Package Exports
- @node-llm/core
Readme
NodeLLM
An opinionated architectural layer for integrating Large Language Models in Node.js.
Provider-agnostic by design.
Most LLM SDKs tightly couple your application to vendors, APIs, and churn. NodeLLM provides a unified, production-oriented API for interacting with over 540+ models across multiple providers (OpenAI, Gemini, Anthropic, DeepSeek, OpenRouter, Ollama, etc.) without the SDK fatigue.
🛑 What NodeLLM is NOT
NodeLLM represents a clear architectural boundary between your system and LLM vendors.
NodeLLM is NOT:
- A wrapper around a single provider SDK (like
openaior@google/generative-ai) - A prompt-engineering framework
- An agent playground or experimental toy
🏗️ Why NodeLLM?
Most AI integrations today are provider-specific, SDK-driven, and leaky at abstraction boundaries. This creates long-term architectural risk. LLMs should be treated as infrastructure, and NodeLLM exists to help you integrate them without vendor lock-in.

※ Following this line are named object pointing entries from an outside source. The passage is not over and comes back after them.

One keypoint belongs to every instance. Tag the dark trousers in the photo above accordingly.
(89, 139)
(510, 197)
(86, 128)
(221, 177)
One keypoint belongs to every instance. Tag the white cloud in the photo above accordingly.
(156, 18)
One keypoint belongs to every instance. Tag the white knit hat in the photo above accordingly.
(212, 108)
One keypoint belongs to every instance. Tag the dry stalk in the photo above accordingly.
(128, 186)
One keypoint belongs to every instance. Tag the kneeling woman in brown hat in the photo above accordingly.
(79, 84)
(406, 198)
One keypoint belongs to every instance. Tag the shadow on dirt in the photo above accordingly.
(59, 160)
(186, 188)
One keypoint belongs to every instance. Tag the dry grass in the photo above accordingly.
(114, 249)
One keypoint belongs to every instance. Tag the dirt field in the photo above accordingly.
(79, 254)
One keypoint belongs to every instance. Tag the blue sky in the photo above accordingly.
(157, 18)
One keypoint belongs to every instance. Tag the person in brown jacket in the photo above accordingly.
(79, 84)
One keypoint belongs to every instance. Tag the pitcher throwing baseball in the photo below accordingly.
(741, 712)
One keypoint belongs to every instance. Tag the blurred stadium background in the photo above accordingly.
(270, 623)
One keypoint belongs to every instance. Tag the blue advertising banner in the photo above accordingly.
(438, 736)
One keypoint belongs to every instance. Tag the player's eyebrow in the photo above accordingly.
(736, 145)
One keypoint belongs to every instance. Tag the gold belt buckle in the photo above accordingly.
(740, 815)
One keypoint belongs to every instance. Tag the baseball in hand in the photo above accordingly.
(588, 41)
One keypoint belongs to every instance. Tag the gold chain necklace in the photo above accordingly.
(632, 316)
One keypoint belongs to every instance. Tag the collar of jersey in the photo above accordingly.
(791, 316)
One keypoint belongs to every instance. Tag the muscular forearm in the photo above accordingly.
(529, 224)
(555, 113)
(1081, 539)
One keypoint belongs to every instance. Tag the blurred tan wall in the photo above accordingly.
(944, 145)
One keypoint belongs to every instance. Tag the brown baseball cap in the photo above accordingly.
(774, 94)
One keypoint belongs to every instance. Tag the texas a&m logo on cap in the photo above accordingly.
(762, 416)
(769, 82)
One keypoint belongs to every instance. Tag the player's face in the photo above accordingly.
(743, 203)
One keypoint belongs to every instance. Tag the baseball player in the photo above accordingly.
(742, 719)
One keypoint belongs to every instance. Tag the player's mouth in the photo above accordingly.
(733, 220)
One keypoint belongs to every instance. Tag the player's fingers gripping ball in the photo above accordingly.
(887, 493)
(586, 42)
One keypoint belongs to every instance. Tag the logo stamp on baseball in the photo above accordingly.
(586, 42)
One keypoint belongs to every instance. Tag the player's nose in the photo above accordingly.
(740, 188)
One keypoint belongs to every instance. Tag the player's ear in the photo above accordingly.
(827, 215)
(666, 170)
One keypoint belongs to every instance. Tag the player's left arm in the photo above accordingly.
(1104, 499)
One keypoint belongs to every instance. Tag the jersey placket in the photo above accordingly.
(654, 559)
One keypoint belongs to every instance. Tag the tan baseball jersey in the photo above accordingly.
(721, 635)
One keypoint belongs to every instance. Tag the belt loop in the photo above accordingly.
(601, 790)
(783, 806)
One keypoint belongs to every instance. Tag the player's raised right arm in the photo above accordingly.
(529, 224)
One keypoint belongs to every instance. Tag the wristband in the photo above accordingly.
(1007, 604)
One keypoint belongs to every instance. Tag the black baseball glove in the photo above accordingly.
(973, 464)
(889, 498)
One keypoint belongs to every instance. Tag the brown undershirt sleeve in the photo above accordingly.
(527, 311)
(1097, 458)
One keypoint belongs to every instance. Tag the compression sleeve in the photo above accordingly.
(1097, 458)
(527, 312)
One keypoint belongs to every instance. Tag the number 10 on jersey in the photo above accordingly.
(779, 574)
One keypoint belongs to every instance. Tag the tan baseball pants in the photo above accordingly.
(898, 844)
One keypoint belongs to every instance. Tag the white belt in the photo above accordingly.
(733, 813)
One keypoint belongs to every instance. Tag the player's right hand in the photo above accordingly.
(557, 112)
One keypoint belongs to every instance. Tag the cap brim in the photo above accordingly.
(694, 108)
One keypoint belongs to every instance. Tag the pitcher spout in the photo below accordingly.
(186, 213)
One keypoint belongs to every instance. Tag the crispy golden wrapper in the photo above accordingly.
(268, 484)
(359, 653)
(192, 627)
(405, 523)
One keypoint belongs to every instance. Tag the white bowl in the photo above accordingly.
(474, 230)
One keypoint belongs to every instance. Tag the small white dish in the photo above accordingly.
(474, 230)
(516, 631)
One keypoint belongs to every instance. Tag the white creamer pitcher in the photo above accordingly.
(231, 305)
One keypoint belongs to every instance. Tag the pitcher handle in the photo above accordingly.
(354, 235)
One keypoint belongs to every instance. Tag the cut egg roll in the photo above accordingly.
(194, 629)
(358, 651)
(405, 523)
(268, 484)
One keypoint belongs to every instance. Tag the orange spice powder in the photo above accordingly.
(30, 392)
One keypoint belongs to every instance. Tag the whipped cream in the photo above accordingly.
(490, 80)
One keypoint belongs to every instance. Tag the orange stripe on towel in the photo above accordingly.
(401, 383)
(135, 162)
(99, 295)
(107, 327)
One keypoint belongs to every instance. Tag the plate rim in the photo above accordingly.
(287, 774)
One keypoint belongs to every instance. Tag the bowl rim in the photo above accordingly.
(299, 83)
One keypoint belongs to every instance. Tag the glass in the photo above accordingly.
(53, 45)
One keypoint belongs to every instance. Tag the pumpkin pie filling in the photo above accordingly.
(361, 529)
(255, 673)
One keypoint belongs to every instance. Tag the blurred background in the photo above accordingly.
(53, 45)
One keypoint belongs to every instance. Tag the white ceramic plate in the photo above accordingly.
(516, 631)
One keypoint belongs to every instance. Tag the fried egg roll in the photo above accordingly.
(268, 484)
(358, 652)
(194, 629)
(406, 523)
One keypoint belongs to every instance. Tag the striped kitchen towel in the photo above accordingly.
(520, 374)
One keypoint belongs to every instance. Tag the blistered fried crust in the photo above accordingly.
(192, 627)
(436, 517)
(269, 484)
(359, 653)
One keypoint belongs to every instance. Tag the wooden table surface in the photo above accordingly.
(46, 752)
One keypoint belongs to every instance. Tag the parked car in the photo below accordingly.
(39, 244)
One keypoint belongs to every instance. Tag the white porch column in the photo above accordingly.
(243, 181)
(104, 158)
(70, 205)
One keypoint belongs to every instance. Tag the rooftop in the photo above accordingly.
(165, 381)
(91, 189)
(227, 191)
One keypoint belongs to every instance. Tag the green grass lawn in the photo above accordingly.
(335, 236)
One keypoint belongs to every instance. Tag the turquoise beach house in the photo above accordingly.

NodeLLM exists to solve architectural problems, not just provide API access. It is the core architectural layer for LLMs in the Node.js ecosystem.
Strategic Goals
- Provider Isolation: Decouple your services from vendor SDKs.
- Production-Ready: Native support for streaming, retries, and unified error handling.
- Predictable API: Consistent behavior for Tools, Vision, and Structured Outputs across all models.
⚡ The Architectural Path
import { NodeLLM } from "@node-llm/core";
// 1. Configure once
NodeLLM.configure({ provider: "openai" });
// 2. Chat (High-level request/response)
const chat = NodeLLM.chat("gpt-4o");
const response = await chat.ask("Explain event-driven architecture");
console.log(response.content);
// 3. Streaming (Standard AsyncIterator)
for await (const chunk of chat.stream("Explain event-driven architecture")) {
process.stdout.write(chunk.content);
}🔧 Strategic Configuration
NodeLLM provides a flexible configuration system designed for enterprise usage:
// Recommended for multi-provider pipelines
NodeLLM.configure((config) => {
config.openaiApiKey = process.env.OPENAI_API_KEY;
config.anthropicApiKey = process.env.ANTHROPIC_API_KEY;
config.ollamaApiBase = process.env.OLLAMA_API_BASE;
});
// Switch providers at the framework level
NodeLLM.configure({ provider: "anthropic" });
// Support for Custom Endpoints (e.g., Azure or LocalAI)
NodeLLM.configure({
openaiApiKey: process.env.AZURE_KEY,
openaiApiBase: "https://your-resource.openai.azure.com/openai/deployments/...",
});🔮 Capabilities
💬 Unified Chat
Stop rewriting code for every provider. NodeLLM normalizes inputs and outputs into a single, predictable mental model.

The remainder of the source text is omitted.